Background & Motivation
AlgorithmLABS is a programming education startup that employs tutors to assist students with online algorithm problems. However, hiring tutors can get quite expensive and their qualities can also be inconsistent. During this internship, I worked with another graduate student to develop AlgoPlan, a tool that simulates & automates parts of the tutoring process, with the ultimate goal of helping AlgorithmLABS to mitigate this problem.
Solving algorithmic problems is a complex task that requires programmers to go through multiple stages. Beginners often experience many unique challenges in each stage, from interpreting the problem, planning the solution, to implementing the solution, as well as navigating smoothly between these stages.
My research is focused on the planning phase, where many beginners tend to immediately start writing code without thinking about the high level solution plan (e.g. diagrams or notes).
Of course, there exist various tools for providing programmers more support. Some relevant ones and their benefits & drawbacks include:
1. Flowchart generator that automatically creates responsive flowcharts from code. It’s ideal for visualizing the code structure, but it’s also easy to get carried away in the abundance of shapes and colors.
2. Algorithm visualizer that displays the execution of selected algorithms in text and animated forms. This is helps users comprehend the algorithm visual and code wise, however it’s more of an educational tool as learners are users to
3. Compiler that executes and shows variable values at each line of the code, however it’s more of a debugging tool for users to find errors in their code
Problem & Goal
All these tools above focus on one specific stage of problem solving. There exist opportunity areas in developing intermediate scaffolds to enable a smooth transition between all stages. We hope to supporting problem-solving with representations that encompasses the whole process, not limited to a specific stage of problem-solving.
The problem statement that naturally follows is…
How might we support novices to properly build high level solution plans and connect them with code?
This encompasses developing representations for high level structures of their codes, mapping these representation to codes, as well as using representations to guide them through the following stages.
To get get started on this process, I conducted a formative study to observe behaviors when approaching a programming problem for different levels of programmers. My overall vision was to have a single coding environment consisting of the problem statement, representation, and text editor. Based on three takeaways, I formulated three initial ideas for what the high level representation could look like.
Feedback & Plans
I presented the above proposals to my lab, and received initial feedbacks that provided new directions for my next steps. After analyzing the feedbacks, I also came up with a timeline (which ended up being very different from reality haha, and I will get to that in a bit!).
After synthesizing feedbacks, I proposed a new workflow that combines my previous ideas to support this transition between stages surrounding planning.
First is helping learners to decompose problems, which helps externalize their thoughts- addresses some feedbacks from my proposal.
Second is helping learners to use these plans, which helps them a better sense of how their plan relates to code and thus cycle between task and code level thinking.
More concretely, I visualized the ideas in the sketches then proposed a new user flow, with the two colors indicated the two phases, and grey indicating buttons.
Iterative Design Process
My journey up to the current prototype is shown below, with each version evaluated and improved based on pilot studies with various levels of programmers. Please refer to my slide for more details of each version, including a video demo & evaluation results.
Due to time constraints, I finished designing the current version based on the last iteration's results but could not test it. However, I was able to devise plans for future directions of this project. Snapshots of the current version are shown below:
Implementation & Evaluation
We hope to first make this an independent system, with front end in react and backend in firebase, and potentially integrate into the algorithm labs software later on. We will collect problems from algorithm labs, and collect sample plans through user testing then have them verified by algorithm lab tutors.
After the implementation, high level evaluation plans and measurement metrics are shown below, with studies measuring both qualitative and quantitative aspects of participants' coding behaviors.

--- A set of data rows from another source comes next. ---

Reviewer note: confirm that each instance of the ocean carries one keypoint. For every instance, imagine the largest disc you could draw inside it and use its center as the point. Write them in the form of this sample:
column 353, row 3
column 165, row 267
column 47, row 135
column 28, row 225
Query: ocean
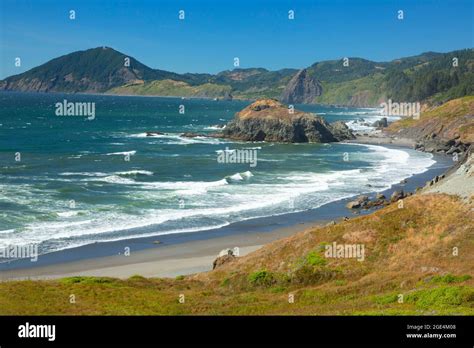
column 68, row 181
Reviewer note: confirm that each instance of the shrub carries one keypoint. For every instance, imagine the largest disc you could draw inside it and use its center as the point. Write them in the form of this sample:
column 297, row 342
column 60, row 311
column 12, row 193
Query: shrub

This was my first self-driven research experience and I experienced a huge learning curve. Some things I realized about research are: 1. It's slow, 2. Things Don't go as expected, and 3. It's easy to get lost
However, the process of iterations allowed me to develop solid understandings. It seemed like I experienced frequent bumps and failures, but each time I learned something from it. Getting lost taught me to always keep my goal in mind, while maintaining a more flexible mindset.
I also learned some good practices regarding research:
1. If you have an idea, it’s really important to test it. I realized many problems and new improvements I can make after expressing my idea visually and testing it with real users, and also how some of my ideas might work in my head but not practically.
2. Read papers to make sure your ideas are grounded in scientific theories and research, but don’t get too caught up with reading PAPER AFTER PAPERS. I experienced a phase when I was aimlessly reading too many papers and instead ended up really confused.
3.This was my first real taste of HCI and as cliche as it sounds, I was amazed at how diverse and broad this field is. Even at KIXLAB, everyone is working on diverse projects with a wide range of skillset. This really taught me the importance of knowing various fields not only within cs but also in areas like psychology, design, and statistics, because they can all but put into use.